Pesquisa da UFF usa método inovador para o tratamento sustentável do lodo de esgoto | Rio das Ostras Jornal

Pesquisa da UFF usa método inovador para o tratamento sustentável do lodo de esgoto

 Tecnologia aponta novos caminhos ao propor tratamento de resíduos com redução de impactos ambientais e reaproveitamento energético

Uma pesquisa desenvolvida na Universidade Federal Fluminense (UFF) propõe um tratamento inovador para o lodo de esgoto gerado nas estações de tratamento. A partir do método da pirólise lenta, o estudo analisa uma forma de secagem do resíduo, capaz de gerar energia, aumentar a vida útil dos aterros sanitários e diminuir riscos ambientais e biológicos. Trata-se de uma abordagem que articula inovação tecnológica, viabilidade econômica e sustentabilidade ambiental.

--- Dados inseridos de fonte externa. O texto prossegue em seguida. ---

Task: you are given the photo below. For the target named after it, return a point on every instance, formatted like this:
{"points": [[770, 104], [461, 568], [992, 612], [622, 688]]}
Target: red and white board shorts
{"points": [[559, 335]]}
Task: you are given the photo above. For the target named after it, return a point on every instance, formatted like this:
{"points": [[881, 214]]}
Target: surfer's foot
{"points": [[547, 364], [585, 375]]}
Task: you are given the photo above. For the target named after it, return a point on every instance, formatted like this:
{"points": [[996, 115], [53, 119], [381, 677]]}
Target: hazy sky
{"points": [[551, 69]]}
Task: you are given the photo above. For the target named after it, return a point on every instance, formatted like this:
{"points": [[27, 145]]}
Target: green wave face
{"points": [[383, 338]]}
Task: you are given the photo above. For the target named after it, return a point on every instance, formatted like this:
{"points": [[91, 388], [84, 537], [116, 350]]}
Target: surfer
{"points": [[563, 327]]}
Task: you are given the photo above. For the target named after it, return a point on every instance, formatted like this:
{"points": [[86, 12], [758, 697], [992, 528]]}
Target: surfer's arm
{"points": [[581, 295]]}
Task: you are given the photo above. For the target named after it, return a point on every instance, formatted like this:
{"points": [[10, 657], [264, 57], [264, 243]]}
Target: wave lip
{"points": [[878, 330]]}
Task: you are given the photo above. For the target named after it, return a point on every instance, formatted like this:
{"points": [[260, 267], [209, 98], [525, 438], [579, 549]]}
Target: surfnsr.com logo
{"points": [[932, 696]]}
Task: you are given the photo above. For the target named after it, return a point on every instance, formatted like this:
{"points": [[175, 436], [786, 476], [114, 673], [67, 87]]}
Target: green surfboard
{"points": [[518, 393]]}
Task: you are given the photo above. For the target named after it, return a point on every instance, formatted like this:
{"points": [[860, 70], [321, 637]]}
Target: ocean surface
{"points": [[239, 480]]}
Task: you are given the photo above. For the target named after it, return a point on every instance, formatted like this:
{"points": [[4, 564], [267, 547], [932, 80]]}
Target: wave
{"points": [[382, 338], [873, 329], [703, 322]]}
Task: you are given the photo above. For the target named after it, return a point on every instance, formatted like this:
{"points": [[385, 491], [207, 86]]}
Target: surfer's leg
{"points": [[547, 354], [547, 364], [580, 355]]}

Ao investigar a aplicação da pirólise lenta - um processo termoquímico de decomposição da matéria orgânica realizado em altas temperaturas, na ausência de oxigênio - em tambor rotativo como rota tecnológica para a disposição final sustentável do lodo sanitário, o estudo inova ao tratar o lodo - antes considerado um rejeito sem valor, destinado majoritariamente a aterros sanitários - como um recurso capaz de reduzir emissões de gases poluentes e contribuir para a economia circular.

O grande diferencial da rota tecnológica desenvolvida pelo grupo de pesquisa, liderado pelo professor Rodolfo Cardoso, do Instituto de Ciência e Tecnologia da UFF de Rio das Ostras, está na capacidade de processar o lodo com elevada umidade, característica que historicamente inviabilizou outras soluções similares. Enquanto tecnologias convencionais exigem etapas intensivas de secagem, que são caras e energeticamente ineficientes, o sistema em tambor rotativo utiliza o próprio vapor d’água presente no resíduo como parte do processo químico.

Diferentemente de processos como a incineração, na pirólise lenta não há combustão direta do material nem geração de subprodutos tóxicos, como dioxinas e furanos. No caso da tecnologia estudada na UFF, o processo ocorre em um tambor rotativo que atua em regime contínuo, o que garante maior eficiência operacional e compatibilidade com o funcionamento das estações de tratamento de esgoto.

Durante o tratamento, a matéria orgânica é convertida em três frações principais. A primeira é o gás de síntese (singás), que pode ser utilizado para geração de energia térmica ou elétrica, inclusive para alimentar o próprio sistema. A segunda é o biochar, um material rico em micronutrientes como fósforo, nitrogênio, potássio e cálcio, com potencial para aplicação no solo, com benefícios no aumento da retenção de água e melhoria da sua estrutura. Já a fração líquida do processo apresenta características que permitem seu retorno ao próprio sistema de tratamento e um circuito fechado e reduzir a geração de efluentes adicionais.

A possibilidade de integrar o sistema de pirólise diretamente às estações de tratamento representa uma mudança estrutural. Ao reduzir ou eliminar o transporte do lodo, a tecnologia diminui riscos sanitários, emissões associadas à logística e a pressão sobre os aterros, além de ampliar a autonomia operacional das estações. Além dos ganhos ambientais, os estudos conduzidos indicam viabilidade econômica, com estimativas de retorno do investimento em prazos relativamente curtos. O fator é considerado central para a adoção da tecnologia por concessionárias e municípios.